Large Apartment Building Owners Pay Lion's Share of NYC Tax Revenue
Owners of large apartment buildings in the city are bearing more of the property tax burden than owners of one- to three-family homes, according to a recent report released by NYU's Furman Center for Real Estate and Urban Policy. The report is titled “State of New York City's Housing and Neighborhoods 2011.”
According to the report, on average, New York City's tax on apartment buildings, which include rentals, condos, and co-ops, is the second highest among the 50 largest cities in the country, coming in only after Detroit. The report also reveals that the effective tax rate for apartment buildings in New York City is 4 percent, whereas the effective tax rate for one- to three-family homes in New York City is 0.6 percent—which is actually one of the lowest among big cities. The effective tax rate on a piece of property is defined as the final tax liability divided by the property's fair market value.
Apartment buildings account for 36 percent of the city's tax revenue. Meanwhile, one- to three-family homes and smaller residential buildings with up to three units make up less than half that amount, just 15 percent, despite the fact that they account for nearly half of the market value of all taxable property, according to the report.

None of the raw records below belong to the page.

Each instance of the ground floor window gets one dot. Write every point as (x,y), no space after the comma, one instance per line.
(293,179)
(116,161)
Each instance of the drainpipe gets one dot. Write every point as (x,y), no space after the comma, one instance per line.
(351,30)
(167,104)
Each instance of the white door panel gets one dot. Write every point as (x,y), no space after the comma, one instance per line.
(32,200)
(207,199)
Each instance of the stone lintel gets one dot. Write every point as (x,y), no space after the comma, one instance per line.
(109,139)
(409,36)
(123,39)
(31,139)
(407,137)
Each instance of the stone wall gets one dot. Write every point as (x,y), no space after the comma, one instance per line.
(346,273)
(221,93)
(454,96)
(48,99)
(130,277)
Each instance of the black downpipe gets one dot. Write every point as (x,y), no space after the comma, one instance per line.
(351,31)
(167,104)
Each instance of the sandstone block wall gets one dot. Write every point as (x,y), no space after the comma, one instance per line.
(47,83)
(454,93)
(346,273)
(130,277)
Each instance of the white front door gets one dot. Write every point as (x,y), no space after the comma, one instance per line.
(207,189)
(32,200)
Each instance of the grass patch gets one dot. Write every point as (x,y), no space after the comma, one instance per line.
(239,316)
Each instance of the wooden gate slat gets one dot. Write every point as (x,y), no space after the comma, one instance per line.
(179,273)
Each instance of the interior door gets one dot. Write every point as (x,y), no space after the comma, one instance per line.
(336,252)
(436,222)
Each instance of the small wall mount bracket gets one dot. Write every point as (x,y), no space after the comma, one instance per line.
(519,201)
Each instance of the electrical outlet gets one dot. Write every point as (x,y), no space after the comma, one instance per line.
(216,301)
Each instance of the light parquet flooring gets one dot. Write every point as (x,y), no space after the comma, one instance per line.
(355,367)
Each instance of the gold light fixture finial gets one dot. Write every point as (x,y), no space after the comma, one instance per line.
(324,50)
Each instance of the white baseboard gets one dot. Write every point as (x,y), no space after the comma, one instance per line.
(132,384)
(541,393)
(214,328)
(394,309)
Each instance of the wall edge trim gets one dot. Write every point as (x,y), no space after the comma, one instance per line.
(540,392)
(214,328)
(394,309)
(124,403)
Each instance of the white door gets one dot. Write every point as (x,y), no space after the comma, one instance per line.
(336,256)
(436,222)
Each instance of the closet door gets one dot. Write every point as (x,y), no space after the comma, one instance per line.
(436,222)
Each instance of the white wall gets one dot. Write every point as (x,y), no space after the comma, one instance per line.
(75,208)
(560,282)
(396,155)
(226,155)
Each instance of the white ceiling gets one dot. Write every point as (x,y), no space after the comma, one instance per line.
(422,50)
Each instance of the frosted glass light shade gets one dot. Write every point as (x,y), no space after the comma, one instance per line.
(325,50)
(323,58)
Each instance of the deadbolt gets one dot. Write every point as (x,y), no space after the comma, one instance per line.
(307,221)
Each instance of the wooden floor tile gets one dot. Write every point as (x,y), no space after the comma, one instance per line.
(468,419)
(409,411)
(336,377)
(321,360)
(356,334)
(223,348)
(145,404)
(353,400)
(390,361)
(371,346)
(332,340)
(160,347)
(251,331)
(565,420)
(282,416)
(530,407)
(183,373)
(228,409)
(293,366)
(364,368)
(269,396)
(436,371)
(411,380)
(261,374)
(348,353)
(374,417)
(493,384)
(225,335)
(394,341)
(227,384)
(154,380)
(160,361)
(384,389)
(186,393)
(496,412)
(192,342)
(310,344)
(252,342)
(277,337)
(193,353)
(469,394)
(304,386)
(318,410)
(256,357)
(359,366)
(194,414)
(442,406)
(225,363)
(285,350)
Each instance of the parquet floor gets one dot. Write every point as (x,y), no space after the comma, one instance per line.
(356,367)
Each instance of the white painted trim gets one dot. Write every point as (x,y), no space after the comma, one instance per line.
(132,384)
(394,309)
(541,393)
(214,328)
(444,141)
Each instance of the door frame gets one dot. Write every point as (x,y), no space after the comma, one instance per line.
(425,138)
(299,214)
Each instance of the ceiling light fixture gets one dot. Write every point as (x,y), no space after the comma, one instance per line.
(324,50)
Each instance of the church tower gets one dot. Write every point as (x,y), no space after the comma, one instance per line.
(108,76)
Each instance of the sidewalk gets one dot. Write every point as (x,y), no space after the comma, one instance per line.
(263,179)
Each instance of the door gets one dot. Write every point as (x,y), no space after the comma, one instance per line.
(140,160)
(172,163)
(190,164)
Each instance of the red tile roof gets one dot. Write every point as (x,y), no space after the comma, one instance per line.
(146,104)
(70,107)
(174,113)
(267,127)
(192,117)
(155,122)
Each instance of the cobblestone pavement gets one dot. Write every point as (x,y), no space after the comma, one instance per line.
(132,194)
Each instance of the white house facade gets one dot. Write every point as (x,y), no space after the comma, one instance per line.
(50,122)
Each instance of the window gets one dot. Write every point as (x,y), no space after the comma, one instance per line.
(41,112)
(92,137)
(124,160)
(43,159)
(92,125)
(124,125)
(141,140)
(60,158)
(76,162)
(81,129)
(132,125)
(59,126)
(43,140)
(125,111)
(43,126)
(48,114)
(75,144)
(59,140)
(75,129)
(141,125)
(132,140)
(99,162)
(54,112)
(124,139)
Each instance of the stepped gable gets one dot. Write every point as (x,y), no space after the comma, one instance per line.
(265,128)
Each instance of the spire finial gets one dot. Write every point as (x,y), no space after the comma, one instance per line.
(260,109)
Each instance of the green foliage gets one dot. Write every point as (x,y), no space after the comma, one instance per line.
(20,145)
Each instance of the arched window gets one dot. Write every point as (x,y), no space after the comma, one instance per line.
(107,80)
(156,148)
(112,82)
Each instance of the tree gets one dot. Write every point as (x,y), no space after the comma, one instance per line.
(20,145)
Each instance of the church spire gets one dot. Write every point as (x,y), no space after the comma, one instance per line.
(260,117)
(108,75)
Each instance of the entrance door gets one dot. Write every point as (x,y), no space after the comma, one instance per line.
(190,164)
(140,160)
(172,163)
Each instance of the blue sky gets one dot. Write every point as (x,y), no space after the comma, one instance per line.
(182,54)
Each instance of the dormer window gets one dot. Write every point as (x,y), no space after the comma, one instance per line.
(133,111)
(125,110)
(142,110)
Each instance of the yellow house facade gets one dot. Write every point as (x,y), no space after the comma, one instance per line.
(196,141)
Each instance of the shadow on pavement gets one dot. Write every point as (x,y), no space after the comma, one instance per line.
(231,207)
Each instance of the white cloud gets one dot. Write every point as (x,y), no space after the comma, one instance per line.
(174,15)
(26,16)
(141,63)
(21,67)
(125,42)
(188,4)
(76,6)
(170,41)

Five community districts face the highest tax burden across the city, all of which, not surprisingly, are in Manhattan, where there's a concentration of rental buildings, according to the report. Apartment buildings in Washington Heights/Inwood are hit with the highest effective tax rate of 4.3 percent. The other districts in the Top 5 include Midtown, Stuyvesant Town/Turtle Bay, the financial district, and the Upper East Side.